処で「トランプ氏を下品な言葉で酷評した英国の駐米大使」が辞任した。ダロック大使は書簡で「公電文書が大使館から漏えいして以来、自身の立場、および大使としての在任期間を巡る憶測が飛び交っている。こうした憶測に終止符を打ちたい。現状では自分自身の役割を自分が望むように果たすことは不可能になっている」としたが当然だろう。

メイ首相は議会で「ダロック大使が辞任の必要を感じたことは非常に残念だと本人に伝えた」と説明。トランプ政権に対する認識はダロック大使と同じでないとしつつ、大使は率直な評価を自由に下せることが重要と指摘した。
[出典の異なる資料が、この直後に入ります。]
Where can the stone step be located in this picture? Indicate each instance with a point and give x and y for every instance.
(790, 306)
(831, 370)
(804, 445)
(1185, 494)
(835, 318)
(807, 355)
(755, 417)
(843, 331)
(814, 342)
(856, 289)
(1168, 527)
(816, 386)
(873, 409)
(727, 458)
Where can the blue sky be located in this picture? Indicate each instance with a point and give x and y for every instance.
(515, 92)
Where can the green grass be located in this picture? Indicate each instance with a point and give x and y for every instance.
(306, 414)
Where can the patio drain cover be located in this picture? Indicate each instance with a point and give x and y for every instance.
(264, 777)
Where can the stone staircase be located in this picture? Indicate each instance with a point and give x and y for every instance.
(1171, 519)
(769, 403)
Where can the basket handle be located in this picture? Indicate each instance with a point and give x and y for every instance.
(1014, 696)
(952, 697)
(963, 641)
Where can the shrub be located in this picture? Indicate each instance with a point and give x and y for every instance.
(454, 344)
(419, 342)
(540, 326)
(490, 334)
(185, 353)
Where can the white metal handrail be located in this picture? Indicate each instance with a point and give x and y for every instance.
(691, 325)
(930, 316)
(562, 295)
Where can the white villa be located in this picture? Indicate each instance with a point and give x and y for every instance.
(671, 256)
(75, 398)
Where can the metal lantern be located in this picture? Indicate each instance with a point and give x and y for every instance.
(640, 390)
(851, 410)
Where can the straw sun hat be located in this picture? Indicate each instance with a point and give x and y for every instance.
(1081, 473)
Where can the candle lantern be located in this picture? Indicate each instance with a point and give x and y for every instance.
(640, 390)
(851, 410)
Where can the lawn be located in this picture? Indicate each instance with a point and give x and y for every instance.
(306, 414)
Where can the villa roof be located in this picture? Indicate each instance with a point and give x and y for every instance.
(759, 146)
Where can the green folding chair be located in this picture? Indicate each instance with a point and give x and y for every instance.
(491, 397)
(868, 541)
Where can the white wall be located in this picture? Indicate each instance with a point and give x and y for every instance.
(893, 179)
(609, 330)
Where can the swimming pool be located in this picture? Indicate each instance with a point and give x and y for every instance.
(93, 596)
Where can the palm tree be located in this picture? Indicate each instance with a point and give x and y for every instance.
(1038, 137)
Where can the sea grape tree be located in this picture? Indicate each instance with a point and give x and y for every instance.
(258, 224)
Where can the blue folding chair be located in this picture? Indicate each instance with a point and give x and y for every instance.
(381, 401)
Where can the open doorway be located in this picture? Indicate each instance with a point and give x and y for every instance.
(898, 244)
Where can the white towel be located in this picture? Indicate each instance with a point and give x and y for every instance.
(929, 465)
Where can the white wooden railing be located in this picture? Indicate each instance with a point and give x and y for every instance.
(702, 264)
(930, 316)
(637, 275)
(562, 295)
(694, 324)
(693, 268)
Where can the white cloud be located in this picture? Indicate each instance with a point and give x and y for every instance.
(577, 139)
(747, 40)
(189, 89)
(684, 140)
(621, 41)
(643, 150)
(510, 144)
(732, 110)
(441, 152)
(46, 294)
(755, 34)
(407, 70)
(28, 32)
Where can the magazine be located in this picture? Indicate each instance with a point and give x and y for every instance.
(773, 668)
これが「高尚な?」政治家と外交官らの裏の姿だが、酷評されたトランプ大統領も、負けずにダロック大使とは「今後対応しない」とツイッターに投稿し、ダロック大使を「いかれた男」、メイ英首相を「愚か者」と呼び、英国に対する「口撃」を強めていたから、「目くそ鼻くその類」だが、「笑顔で握手しつつテーブルの下で足蹴にする国際政治」とはそんなものだ。更にレベルが低い相手が韓国だから、上品ぶった外交では裏をかかれるだろう。

在韓日本大使が、文大統領をどう評価しているのか、知りたいものだが・・・。